More was to come, however, on 18 August when the paper ran a whole article by Jordan and two other Republican members of his committee. This was headlined ‘We led a delegation to investigate Europe’s targeting of free speech. What we saw shocked us’, with the strap: ‘Instead of fixing a surging migrant crisis and stagnant economy, the UK and EU are even trying to censor American critics of their policies’. The gist of the piece is that ‘American free speech’ is ‘at risk from foreign censorship laws that seek to have global effects, including here in the United States’. More specifically, and entirely wrong-headedly, it also claims that the OSA ‘requires large social media platforms to assess and “mitigat[e]” – that is, censor – content that includes undefined categories of so-called disinformation and hate speech’. In point of fact, ‘hate speech’ is not mentioned once in the Act, and, as noted earlier, papers such as the Telegraph, via lobbying by the News Media Association, ensured that it contains virtually nothing outlawing dis- or misinformation.

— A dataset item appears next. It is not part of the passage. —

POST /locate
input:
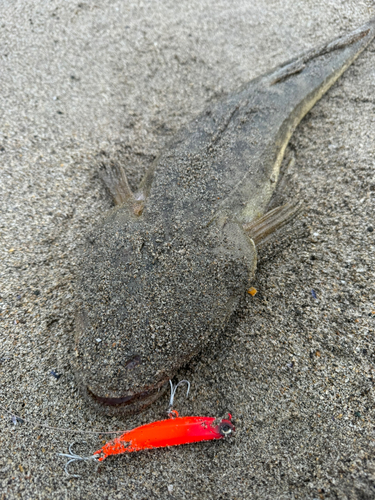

Also worth mentioning in this context of fealty to the US is a Telegraph article on 13 August, headed ‘US warns of “serious restrictions” on free speech in Britain, with the strap ‘State department report reveals concerns over free speech and says UK’s “human rights situation worsened” year that Labour came to power’. This lavished entirely uncritical coverage on the US state department’s annual Human Rights Report, which claimed that, following the Southport murders last year, the UK Government ‘repeatedly intervened to chill speech’ and that ‘censorship of ordinary Britons was increasingly routine, often targeted at political speech’. This, again is entirely misinformed, but the report’s mention of Southport provides the paper with yet another opportunity to propagandise on behalf of its secular saint and martyr Lucy Connolly (gaoled for 31 months for inciting racial hatred in the wake of the Southport killings) and Adam Smith-Connor (convicted of breaching buffer zones outside UK abortion clinics, another issue that obsesses Americans of a certain stripe), although neither of these was convicted under the OSA, which anyway had not come fully into force at the time these crimes were committed.
So now it’s not only the Telegraph’s devotion to the sovereignty of the UK parliament that has been jettisoned but also its erstwhile hard line on law and order. It is not alone among right-wing national titles in turning such somersaults but it is certainly leading the acrobatic troupe.
Julian Petley is honorary and emeritus professor of journalism at Brunel University London, and the co-editor, with John Steel, of the Routledge Companion to Freedom of Expression and Censorship (2023). A regular contributor to Byline Times and the British Journalism Review, he is also a member of the editorial board of the latter.